10 Lug Fuori-sede e amicizie “liquide” – Maddalena Guerriero
Per gli studenti fuori sede l’uscita dal nucleo familiare ed il trasferimento in una nuova città, possono essere eventi destabilizzanti ma, al contempo, molto formativi.
Il cambiamento di ritmi e stile di vita, che spesso devono adattarsi a quelli di metropoli come Roma o Milano, il dover riorganizzare la propria routine per far fronte a tante piccole incombenze quotidiane a cui prima pensava la famiglia, e poi la convivenza, un’esperienza di vita e dicrescita che ti porta davvero a fare i conti con i tuoi limiti, a rimodulare il tuo modo di interagire con gli altri, a riflettere su come possono essere complesse le relazioni umane.

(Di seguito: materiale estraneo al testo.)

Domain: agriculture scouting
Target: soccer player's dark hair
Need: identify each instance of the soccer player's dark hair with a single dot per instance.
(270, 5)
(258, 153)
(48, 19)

È necessario maturare una tua indipendenza emotiva che faciliti il bastare a sé stessi sempre, pur restando immersi in una miriade di contesti sociali diversi.
Nel vivere con persone diverse da te, con modi di fare e abitudini diversi, devi per un attimo mettere da parte l’idea di amicizia e lo spirito di condivisione come lo intendiamo da ragazzi e, anzi, tracciare prima dei limiti e dei confini con l’altro e mantenere un certo distacco emotivo che consenta di saper dire di no quando è necessario e di non farti sopraffare dai ritmi e dalle esigenze degli altri finendo per perdere di vista le tue.
A me è stato utile in proposito leggere i testi di Rolf Sellin che possono aiutare a modificare il proprio modo di approcciare il mondo, insegnando a tracciare confini emotivi con l’altro per far sì che questi non ci ferisca.
Bisogna imparare a stare con tutti senza perdere sé stessi e ad essere amici proprio nel rispetto dell’individualità, diversità e indipendenza dell’altro.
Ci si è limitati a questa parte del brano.